Recently I had need to create a client for scraping museum metadata to help out some folks that use that kind of data. It’s called musemeta. One of the data sources in that package uses the open source data portal software CKAN, and so we can interact with the CKAN API to get data. Since many groups can use CKAN API/etc infrastucture because it’s open source, I thought why not have a general purpose R client for this, since there are other clients for Python, PHP, Ruby, etc.
Here’s a bit of an intro:
Setup
Get/load packages
install.packages("devtools")
devtools::install_github("ropensci/ckanr")
library("ckanr")
Note: the default URL is for https://data.techno-science.ca/. You can change that in the
url
parameter
Some package details
All API alls are POST
requests, and handled through a helper function called ckan_POST()
. See ckanr:::ckan_POST
to see the function.
There are some common parameters across most functions that are worth describing a bit:
offset
(numeric) Where to start getting items from (optional, default: 0)limit
(numeric) The maximum number of items to return (optional, default: 31)url
Base url to use. Default: https://data.techno-science.caas
(character) One oflist
(default),table
, orjson
. Parsing with table option usesjsonlite::fromJSON(..., simplifyDataFrame = TRUE)
, which attempts to parse data todata.frame
’s when possible, so the result can vary....
Curl args passed on tohttr::POST
Changes
changes(limit = 2, as = "table")
#> user_id timestamp
#> 1 b50449ea-1dcc-4d52-b620-fc95bf56034b 2014-11-06T18:58:08.001743
#> 2 b50449ea-1dcc-4d52-b620-fc95bf56034b 2014-11-06T18:55:55.059527
#> object_id
#> 1 cc6a523c-cecf-4a95-836b-295a11ce2bce
#> 2 cc6a523c-cecf-4a95-836b-295a11ce2bce
#> revision_id data.package.maintainer
#> 1 5d11079e-fc05-4121-9fd5-fe086f5e5f33
#> 2 4a591538-0584-487b-8ed1-3260d1d09d77
#> data.package.name data.package.metadata_modified data.package.author
#> 1 test 2014-11-06T18:55:54.772675
#> 2 test 2014-11-06T18:55:54.772675
#> data.package.url data.package.notes data.package.owner_org
#> 1 fafa260d-e2bf-46cd-9c35-34c1dfa46c57
#> 2 fafa260d-e2bf-46cd-9c35-34c1dfa46c57
#> data.package.private data.package.maintainer_email
#> 1 FALSE
#> 2 FALSE
#> data.package.author_email data.package.state data.package.version
#> 1 deleted
#> 2 active
#> data.package.creator_user_id
#> 1 b50449ea-1dcc-4d52-b620-fc95bf56034b
#> 2 b50449ea-1dcc-4d52-b620-fc95bf56034b
#> data.package.id data.package.title
#> 1 cc6a523c-cecf-4a95-836b-295a11ce2bce test
#> 2 cc6a523c-cecf-4a95-836b-295a11ce2bce test
#> data.package.revision_id data.package.type
#> 1 5d11079e-fc05-4121-9fd5-fe086f5e5f33 dataset
#> 2 4a591538-0584-487b-8ed1-3260d1d09d77 dataset
#> data.package.license_id id
#> 1 notspecified 59c308c8-68b2-4b92-bc57-129378d31882
#> 2 notspecified a8577e2c-f742-49c2-bef3-ca3299e58704
#> activity_type
#> 1 deleted package
#> 2 changed package
List datasets
datasets(as = "table")
#> [1] "artifact-data-agriculture"
#> [2] "artifact-data-aviation"
#> [3] "artifact-data-bookbinding"
#> [4] "artifact-data-chemistry"
#> [5] "artifact-data-communications"
#> [6] "artifact-data-computing-technology"
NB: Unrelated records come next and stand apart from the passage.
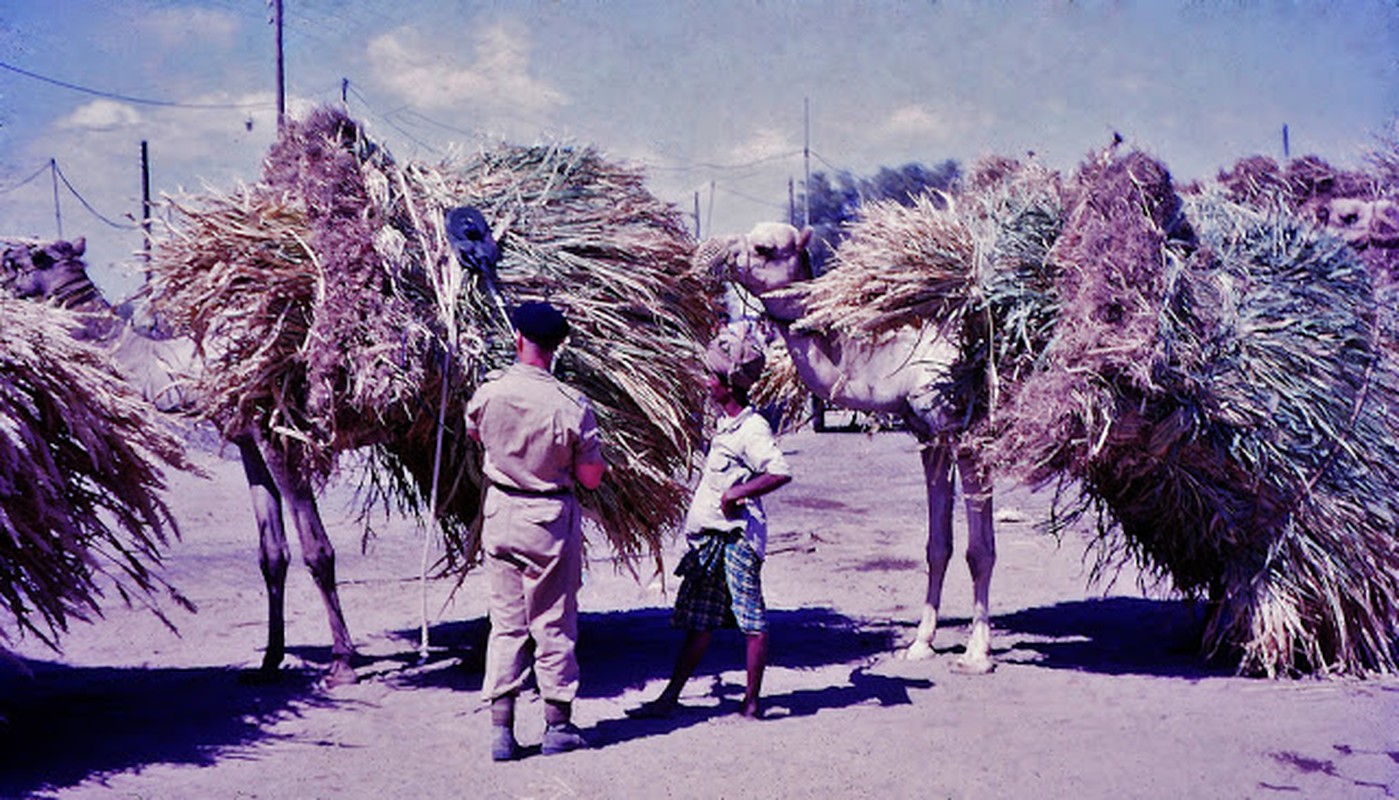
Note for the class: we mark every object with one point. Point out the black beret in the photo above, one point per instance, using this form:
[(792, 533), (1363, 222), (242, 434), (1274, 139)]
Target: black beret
[(540, 323)]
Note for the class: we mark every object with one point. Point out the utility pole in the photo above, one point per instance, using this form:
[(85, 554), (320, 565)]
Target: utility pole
[(281, 72), (806, 154), (58, 213), (146, 207)]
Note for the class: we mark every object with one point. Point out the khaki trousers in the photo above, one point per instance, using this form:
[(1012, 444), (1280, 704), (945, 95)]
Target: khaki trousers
[(535, 564)]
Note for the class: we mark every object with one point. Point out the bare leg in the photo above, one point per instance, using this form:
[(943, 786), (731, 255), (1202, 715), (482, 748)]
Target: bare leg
[(273, 554), (757, 660), (321, 560), (981, 560), (690, 653), (938, 469)]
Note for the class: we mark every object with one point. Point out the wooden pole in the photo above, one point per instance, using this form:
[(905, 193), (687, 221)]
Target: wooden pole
[(58, 211), (806, 185), (146, 207), (281, 70)]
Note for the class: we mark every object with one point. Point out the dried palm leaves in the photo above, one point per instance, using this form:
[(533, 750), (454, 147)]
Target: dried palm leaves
[(1213, 376), (81, 509), (332, 312)]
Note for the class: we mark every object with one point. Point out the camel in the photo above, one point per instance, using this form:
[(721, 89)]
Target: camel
[(58, 274), (897, 375)]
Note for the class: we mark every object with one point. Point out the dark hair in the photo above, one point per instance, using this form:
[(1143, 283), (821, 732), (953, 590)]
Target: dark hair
[(540, 323)]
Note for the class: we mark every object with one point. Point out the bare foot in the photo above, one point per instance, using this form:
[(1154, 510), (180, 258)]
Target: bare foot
[(340, 674), (919, 651)]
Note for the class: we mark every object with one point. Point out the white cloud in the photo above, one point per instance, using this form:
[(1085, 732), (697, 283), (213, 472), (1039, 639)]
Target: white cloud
[(761, 143), (498, 79), (100, 115), (949, 125)]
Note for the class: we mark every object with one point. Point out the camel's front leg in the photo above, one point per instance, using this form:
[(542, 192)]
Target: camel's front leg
[(981, 558), (321, 560), (938, 473), (273, 554)]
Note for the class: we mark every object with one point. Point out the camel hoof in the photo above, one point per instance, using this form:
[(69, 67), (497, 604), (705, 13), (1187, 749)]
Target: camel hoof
[(974, 666), (342, 674), (919, 651)]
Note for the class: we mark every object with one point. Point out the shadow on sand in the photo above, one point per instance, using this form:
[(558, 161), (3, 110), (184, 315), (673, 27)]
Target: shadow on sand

#> [7] "artifact-data-domestic-technology"
#> [8] "artifact-data-energy-electric"
#> [9] "artifact-data-exploration-and-survey"
#> [10] "artifact-data-fisheries"
#> [11] "artifact-data-forestry"
#> [12] "artifact-data-horology"
#> [13] "artifact-data-industrial-technology"
#> [14] "artifact-data-lighting-technology"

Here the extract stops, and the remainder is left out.